Преподаватель подходит ко мне, тычет пальцем в тетрадку и спрашивает:
— Бородин, что за знак у вас в формуле?
Я говорю:
— Это «Це».
— А что такое «Це»? – спрашивает он.
Я растерялся и говорю первое, что пришло в голову:
— Скорость света.
Преподаватель усмехнулся и говорит:
– Ладно, давай зачетку. – Поставил зачет. – Иди.
Я стою в коридоре, жду Диму.
Вот он выходит, хохочет в голос. Я спрашиваю:
— Что стряслось?
И он отвечает:
— Меня преподаватель тоже попросил формулу разъяснить. Спрашивает: «Что вот это у тебя?» Я отвечаю: «Скобка». А он: «Правильно. А Бородин говорит, что это скорость света».
То ли показалось, то ли Ключник и впрямь немного помедлил? Неужели его зацепил «вселенский масштаб» истории? Но, как бы то ни было, его изображение исчезло.
— А можно, я еще одну историю про машину? – спросил Слава.
— Да конечно! Рассказывай! – загомонили со всех сторон.
— Дело было так. Однажды, в девяносто третьем, я только получил права, уже купил автомобиль, праворульную Тойоту, и после процесса… Опыта вождения была мало, а дури в голове много. Если ехать с Бактина в ту сторону, где сейчас Зеленые Горки… Еду, не вписываюсь в поворот, выхожу на встречку, резко поворачиваю направо, меня разворачивает, я лечу в кусты, переворачиваюсь…
Машина падает на левый бок. Подбежали люди, поставили машину на колеса… А я во время падения перелетел на пассажирское сидение. Оттуда и выхожу, а мне говорят: «А где водитель-то?»
— Можно еще одну историю?
— Давай, жги!
Я еще был женат, поехали как-то рыбачить на Обь. Тесть повез меня и жену на мотоцикле. Рыбалка не идет, жара. Скучно стало. Я набрасываю на плечи курточку, чтобы не обгореть, беру удочку, банку червей, и иду вброд на островок, который приметил неподалеку.
Но на самом деле оказалось, что брода там нет, а очень даже глубоко. И мне приходится плыть. А течение сносит. Но я не пугаюсь, плаваю я хорошо, потому борюсь с течением, понемногу к островку приближаюсь.
И с той и с другой стороны собирается народ, все смотрят и не понимают, что происходит – человек в куртке, с удочкой в руке бултыхается в воде по грудь – то ли тонет, то ли что…

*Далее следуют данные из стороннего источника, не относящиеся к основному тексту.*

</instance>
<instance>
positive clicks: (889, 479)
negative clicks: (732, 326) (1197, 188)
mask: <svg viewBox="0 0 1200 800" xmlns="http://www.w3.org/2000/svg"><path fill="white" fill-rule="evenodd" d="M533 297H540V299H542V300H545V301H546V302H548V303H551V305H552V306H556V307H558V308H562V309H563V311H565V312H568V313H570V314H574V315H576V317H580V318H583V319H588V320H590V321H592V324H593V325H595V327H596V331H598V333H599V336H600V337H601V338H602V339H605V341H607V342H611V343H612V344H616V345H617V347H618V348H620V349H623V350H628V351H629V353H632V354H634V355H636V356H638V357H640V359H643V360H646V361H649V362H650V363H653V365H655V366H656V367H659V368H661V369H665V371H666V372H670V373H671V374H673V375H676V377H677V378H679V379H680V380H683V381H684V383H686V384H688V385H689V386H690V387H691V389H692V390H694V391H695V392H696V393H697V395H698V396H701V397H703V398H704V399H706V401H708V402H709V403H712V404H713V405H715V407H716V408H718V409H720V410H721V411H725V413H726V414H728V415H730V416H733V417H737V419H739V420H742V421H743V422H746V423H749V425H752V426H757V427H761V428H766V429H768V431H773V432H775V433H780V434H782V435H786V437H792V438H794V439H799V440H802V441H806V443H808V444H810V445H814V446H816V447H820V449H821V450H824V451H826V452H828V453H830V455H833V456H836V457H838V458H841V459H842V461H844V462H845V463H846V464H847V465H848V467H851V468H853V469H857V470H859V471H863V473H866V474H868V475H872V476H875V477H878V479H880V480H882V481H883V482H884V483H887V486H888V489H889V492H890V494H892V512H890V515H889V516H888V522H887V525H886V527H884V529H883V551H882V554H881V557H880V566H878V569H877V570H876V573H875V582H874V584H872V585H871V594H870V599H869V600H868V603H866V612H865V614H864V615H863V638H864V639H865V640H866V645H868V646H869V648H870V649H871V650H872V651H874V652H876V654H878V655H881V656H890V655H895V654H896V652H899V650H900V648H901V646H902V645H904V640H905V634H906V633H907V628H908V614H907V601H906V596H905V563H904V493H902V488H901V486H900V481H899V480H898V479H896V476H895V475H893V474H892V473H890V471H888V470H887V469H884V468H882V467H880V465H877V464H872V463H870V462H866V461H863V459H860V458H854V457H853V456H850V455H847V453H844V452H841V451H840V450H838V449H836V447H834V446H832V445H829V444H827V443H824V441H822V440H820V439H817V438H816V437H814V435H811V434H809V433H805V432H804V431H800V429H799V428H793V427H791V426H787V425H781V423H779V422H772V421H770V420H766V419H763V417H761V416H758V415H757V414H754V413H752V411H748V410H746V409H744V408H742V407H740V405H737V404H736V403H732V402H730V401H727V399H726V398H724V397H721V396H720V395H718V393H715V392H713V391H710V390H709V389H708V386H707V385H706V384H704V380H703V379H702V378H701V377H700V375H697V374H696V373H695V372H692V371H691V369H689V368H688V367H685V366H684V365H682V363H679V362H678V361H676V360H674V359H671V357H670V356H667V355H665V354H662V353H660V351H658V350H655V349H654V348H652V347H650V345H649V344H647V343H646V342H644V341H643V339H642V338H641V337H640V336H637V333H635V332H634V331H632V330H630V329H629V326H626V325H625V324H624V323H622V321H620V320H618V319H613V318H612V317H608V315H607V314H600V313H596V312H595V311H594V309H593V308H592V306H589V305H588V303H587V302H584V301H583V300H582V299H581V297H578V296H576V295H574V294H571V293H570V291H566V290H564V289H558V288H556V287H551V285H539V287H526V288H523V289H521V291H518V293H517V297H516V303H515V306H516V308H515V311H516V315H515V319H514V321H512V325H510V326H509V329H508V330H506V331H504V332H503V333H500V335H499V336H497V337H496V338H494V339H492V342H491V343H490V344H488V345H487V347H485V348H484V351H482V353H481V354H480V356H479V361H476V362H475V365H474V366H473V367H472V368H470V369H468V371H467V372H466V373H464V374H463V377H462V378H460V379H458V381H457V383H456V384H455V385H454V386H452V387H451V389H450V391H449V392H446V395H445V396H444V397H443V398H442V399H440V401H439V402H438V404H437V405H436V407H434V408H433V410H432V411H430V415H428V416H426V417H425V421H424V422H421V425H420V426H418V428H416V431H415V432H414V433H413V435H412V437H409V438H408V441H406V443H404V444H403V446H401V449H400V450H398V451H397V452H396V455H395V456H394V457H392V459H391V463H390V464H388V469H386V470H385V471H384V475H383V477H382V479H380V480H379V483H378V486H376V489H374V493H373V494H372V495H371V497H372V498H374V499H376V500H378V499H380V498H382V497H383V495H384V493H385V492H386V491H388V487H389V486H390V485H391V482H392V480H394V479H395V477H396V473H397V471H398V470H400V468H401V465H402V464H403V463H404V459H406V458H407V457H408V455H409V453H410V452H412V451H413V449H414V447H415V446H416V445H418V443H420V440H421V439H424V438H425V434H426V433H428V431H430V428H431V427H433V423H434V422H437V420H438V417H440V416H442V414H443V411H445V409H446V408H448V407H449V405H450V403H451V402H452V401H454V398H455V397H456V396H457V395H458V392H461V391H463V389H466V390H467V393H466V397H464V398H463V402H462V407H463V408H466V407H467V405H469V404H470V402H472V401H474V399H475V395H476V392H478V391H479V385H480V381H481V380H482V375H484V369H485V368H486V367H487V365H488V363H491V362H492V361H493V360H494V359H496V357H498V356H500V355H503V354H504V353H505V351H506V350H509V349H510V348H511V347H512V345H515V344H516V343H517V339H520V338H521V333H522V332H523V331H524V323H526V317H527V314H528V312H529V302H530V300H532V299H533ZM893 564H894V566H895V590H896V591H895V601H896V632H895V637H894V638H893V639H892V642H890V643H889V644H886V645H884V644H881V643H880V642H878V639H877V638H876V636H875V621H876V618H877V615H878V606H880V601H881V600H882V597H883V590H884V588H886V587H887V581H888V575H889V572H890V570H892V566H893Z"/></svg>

Короче, минут через двадцать я выхожу на берег, а в банке, которая была с червями, – рыба. Червей нет, зато есть рыба. Единственная, которую мы поймали на той рыбалке. Вот таких усилий порой стоит рыбаку улов.
Общий хохот.
— А у меня тоже есть история – и про машину, и про рыбалку. – Заявил Даниил. – И про хороших людей. Рассказать?
— А как же!
— Ну, слушайте.
— Мне грустно и одиноко…
— Да знаем, знаем, – отмахнулся Данила. – Как-то раз мы приехали на рыбалку в те места, где по легенде останавливался на летнюю стоянку Тахтамыш. Приехали, там красотища. Заночевали.
Наутро ребенок, девочка, захотела послушать музыку. А что магнитола включается кнопкой «вкл.», она не знала, зато видела, что можно это сделать включением зажигания. Ну, и так она и сделала. Музыка заиграла, а мы стали потихоньку собирать вещи.
Мы стояли у самой воды, внизу, а вверх – грунтовка, ночью прошел дождь, и она намокла… Я еще думаю, когда сели, заберемся или нет? Поворачиваю ключ, а машина не заводится: включенное зажигание съело весь заряд аккумулятора.
Что делать? Ругать девочку? От этого машина не заведется. Выходим, оглядываемся по сторонам, и я вижу, что на дальнем мысе, километров в пяти от нас, кто-то, вроде, есть. И мы поперлись туда с мыслью попросить «прикурить».
Идём, идём… И когда, наконец, уже видим издалека – две машины и людей, понимаем, что они как раз собираются уезжать. Буквально уже садятся в машины. И что нам тогда тут делать? Жить оставаться?
Мы – бегом к ним, руками размахиваем, кричим, «стойте, стойте!!!»
Люди нас заметили, не уехали, ждут. Мы подбежали, так и так – рассказали ситуацию. «Помогите», – говорим. «Да без проблем».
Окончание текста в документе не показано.